When I first got my tablet, UAC was fine, and a small flash was no bother, but then what? I updated my graphics card driver, and now it takes almost TEN SECONDS to pop up the UAC dialog, another ten to re-render the normal desktop when I'm done. It's ridiculous. MS could have stopped inter-window communications between UAC and other programs without effecting the display.
I would rather not roll back my driver, since general graphics performance has improved. Don't even say it's because you're running a lot of processes; it's not, it's because of the new driver. And seeing that it's a tablet, I won't be replacing the graphics card anytime soon. So, for someone in my position, disabling "secure desktop" would be feasible.
I can deal with the dialog, but adding 20 seconds to the launch time for a program is ridiculous! Count me out.
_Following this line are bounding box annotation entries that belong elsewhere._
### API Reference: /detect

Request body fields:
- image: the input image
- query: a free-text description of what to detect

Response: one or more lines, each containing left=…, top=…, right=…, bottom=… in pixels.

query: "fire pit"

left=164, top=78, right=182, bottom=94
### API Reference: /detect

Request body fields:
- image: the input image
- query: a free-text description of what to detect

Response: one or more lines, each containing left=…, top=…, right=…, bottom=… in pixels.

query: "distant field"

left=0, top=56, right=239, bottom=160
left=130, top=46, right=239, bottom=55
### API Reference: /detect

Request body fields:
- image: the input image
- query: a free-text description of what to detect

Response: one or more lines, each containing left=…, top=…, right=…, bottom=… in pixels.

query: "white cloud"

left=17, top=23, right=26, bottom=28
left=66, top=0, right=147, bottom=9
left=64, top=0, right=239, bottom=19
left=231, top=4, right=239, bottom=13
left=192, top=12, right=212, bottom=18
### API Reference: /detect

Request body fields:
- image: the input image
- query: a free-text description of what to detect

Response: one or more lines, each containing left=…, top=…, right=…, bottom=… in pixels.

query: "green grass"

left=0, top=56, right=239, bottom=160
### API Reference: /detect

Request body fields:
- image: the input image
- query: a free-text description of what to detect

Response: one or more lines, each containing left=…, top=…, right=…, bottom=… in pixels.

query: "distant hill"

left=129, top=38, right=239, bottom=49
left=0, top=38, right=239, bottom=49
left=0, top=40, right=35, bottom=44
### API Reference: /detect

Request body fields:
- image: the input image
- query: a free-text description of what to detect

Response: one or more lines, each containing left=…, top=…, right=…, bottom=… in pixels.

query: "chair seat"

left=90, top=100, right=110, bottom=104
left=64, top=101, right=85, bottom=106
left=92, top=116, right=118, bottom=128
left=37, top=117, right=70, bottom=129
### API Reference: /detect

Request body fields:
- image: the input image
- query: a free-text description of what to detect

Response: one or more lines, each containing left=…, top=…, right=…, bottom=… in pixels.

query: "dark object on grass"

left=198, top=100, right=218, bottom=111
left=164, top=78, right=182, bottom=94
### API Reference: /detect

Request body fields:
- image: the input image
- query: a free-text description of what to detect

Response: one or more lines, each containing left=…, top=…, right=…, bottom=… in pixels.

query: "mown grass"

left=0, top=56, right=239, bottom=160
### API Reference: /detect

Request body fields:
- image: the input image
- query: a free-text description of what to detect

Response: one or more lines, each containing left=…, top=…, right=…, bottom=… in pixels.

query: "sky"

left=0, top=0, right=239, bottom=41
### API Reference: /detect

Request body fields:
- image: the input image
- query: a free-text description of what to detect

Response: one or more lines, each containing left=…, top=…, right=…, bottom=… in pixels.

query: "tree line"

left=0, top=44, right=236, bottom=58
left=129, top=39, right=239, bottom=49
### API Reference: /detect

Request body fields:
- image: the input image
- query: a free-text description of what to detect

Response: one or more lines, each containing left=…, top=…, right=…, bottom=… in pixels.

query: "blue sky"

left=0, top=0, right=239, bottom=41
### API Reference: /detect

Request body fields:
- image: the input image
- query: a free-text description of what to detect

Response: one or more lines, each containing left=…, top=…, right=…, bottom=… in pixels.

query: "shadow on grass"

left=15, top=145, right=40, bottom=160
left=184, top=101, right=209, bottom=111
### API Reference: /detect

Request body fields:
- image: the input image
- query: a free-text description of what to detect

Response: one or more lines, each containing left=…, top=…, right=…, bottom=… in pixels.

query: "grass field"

Bryan, you say that there is no reason to make a new folder inside of "Program Files", but this is not true. There are plenty of good programs (mplayer, for example) that don't come with an installer, and I would rather have them in "Program Files" than "Application Data".
The black/blank screen (a most ANNOYING feature) is probably unnecessary. A quick flash or flicker is tolerable, but not this many seconds of black/blank screen.
They probably can EASILY do away with the black/blank screen and still have the secure feature. But then you would not be reminded that they provide a special feature to "secure" you, and they want you to remember at all times that they "created the universe" - lol. Despite all their wealth and power, they still have the basic human need - i.e. a craving to be recognized and to be fully credited for work done (even if it means annoying you a bit).